本図は昭和四十二年六月に重要文化財に指定され、その損傷状況を考慮し、ただちに修理が実施され面目を一新した。もとより長年にわたる薫煙によって銀箔、群青、緑青が変色し、たとえば紺丹、緑紫と称される当代固有の暈繝【うんげん】の組み合わせによる当初の微妙な色調が失われている点はいなめないが、補彩などの後手もなく作柄のきわめて優秀なることを改めて確認することができた。加わうるに、修理に際し画絹裏の最下辺に「延命像〈 仁平三年四月廿一日供養/〉」の墨書が発見され、平安時代仏画の数少ない在銘像としてまた当代の基準作としてその価値を一層高からしむることとなった。
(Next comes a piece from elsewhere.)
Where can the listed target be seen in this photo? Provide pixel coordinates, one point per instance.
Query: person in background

普賢延命菩薩の尊顔や二十臂をかたどる撓みのない朱線、肉身や条帛に賦された強い暈取り、地金を用いぬ大様な彩色文様などからは、藤原仏画に広く認められる巧緻繊麗な美しさとは別趣の画致が感じられる。
なお、本号の表紙は四大白象の頭頂に立つ四天王のうち広目天と多聞天であるが、その着衣にはほりぬりの技法を用い十分に墨線を生かした力強い動勢表現が見られ、鎌倉時代に指向する新しい兆しを看取することができる。